C’est ainsi que nous sommes (presque) arrivés à l’effectif souhaité de 12 choristes, effectif
nécessaire pour rester flexibles.
Gilbert Sotto (Hourtin)
J’habite en Médoc depuis 6 ans mais je fais du chant lyrique depuis une dizaine d’années en tant que
ténor. Lors de mon arrivée en Médoc j’ai recherché un groupe pour continuer mon éducation de
chanteur lyrique et participer en spectacle à des œuvres éclectiques telles que opéra, opérette,
chant lyrique... J’ai donc participé en tant que ténor à des spectacles cabaret, Orphée aux enfers,
chants sacrés etc.
Ayant quitté le groupe de chant lyrique auquel j’appartenais depuis 6 ans, j’ai recherché d’autres
groupes dans le Médoc. Je me suis alors adressé à Anne Fontana qui dirige déjà quelques chorales
dans le Médoc. Elle m’annonça qu’un groupe d’environ 8 personnes était en train de se créer.
Il s’agit d’un groupe de chant a cappella qui comme son nom l’indique ne requiert pas de musiciens
ni d’orchestre d’accompagnement. Dès le début de cette année nous avons commencé à apprendre des
chants de la renaissance à plusieurs voix. Soprano, Alti, ténor et basse. Après plusieurs mois de
répétition, nous présentons en spectacle en ce moment des chants du Moyen Âge et de la renaissance.

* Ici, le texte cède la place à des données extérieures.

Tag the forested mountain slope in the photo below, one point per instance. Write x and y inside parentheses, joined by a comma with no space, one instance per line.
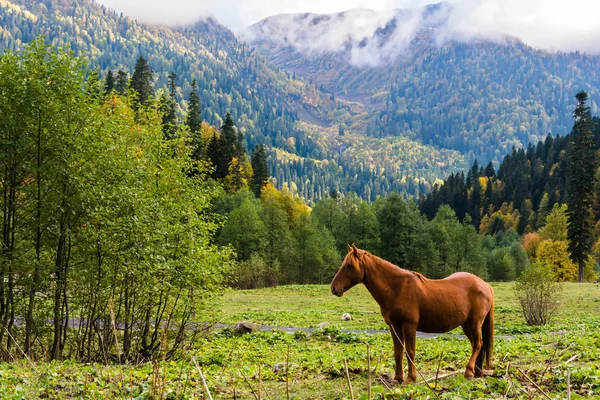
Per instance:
(295,119)
(473,95)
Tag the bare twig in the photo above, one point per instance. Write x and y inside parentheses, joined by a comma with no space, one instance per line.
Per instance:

C’est une expérience tout à fait originale et difficile, puisque la justesse de nos voix n’est
assistée par aucun instrument. Lors de spectacles, le public est conquis par la simplicité,
l’harmonie des 4 voix, et la spécificité d’un groupe « a cappella »
Yves Courrier (Hourtin)
J'ai toujours pratiqué la musique: guitarre, piano et chant, tant classique que variété. Ce qui me plait dans le groupe de Hourtin, c'est le chant a capella: c'est une pratique très exigente mais dont les résultats sont très gratifiants. Le travail en petit groupe permet également de créer des liens amicaux très agréables. Merci à Christian, Anne et Rainer Halter d'avoir rendu cette expérience possible dans le cadre de l'Ecole de musique de Hourtin.
Stéphane Henry (Pauillac)
Oui, il est possible de chanter sans connaitre le solfège, ni sans avoir eu de cours de musique dans
sa jeunesse. Après avoir pratiqué le théâtre, j’ai découvert le chant assez tard mais cela s’est
révélé comme une évidence.
J'ai pratiqué depuis 30 ans un répertoire polyphonique varié, les chants du monde où traditionnels
avec Hélène Dubourdieu, les chants d'inspiration indienne avec Ravi Prasad, avec une profonde
gratitude pour ce qu'elle et il m'ont enseigné et apporté dans l'approche du chant, du rythme et de
l'écoute des autres. J’ai également eu quelques expériences plus ponctuelles, par exemple du chant
brésilien de carnaval ou des chansons de variété française, toujours avec l’intérêt découvrir de
nouveaux territoires musicaux. Ce furent aussi de grands moments de partage avec des groupes de
chanteurs, et avec le public lors de quelques concerts.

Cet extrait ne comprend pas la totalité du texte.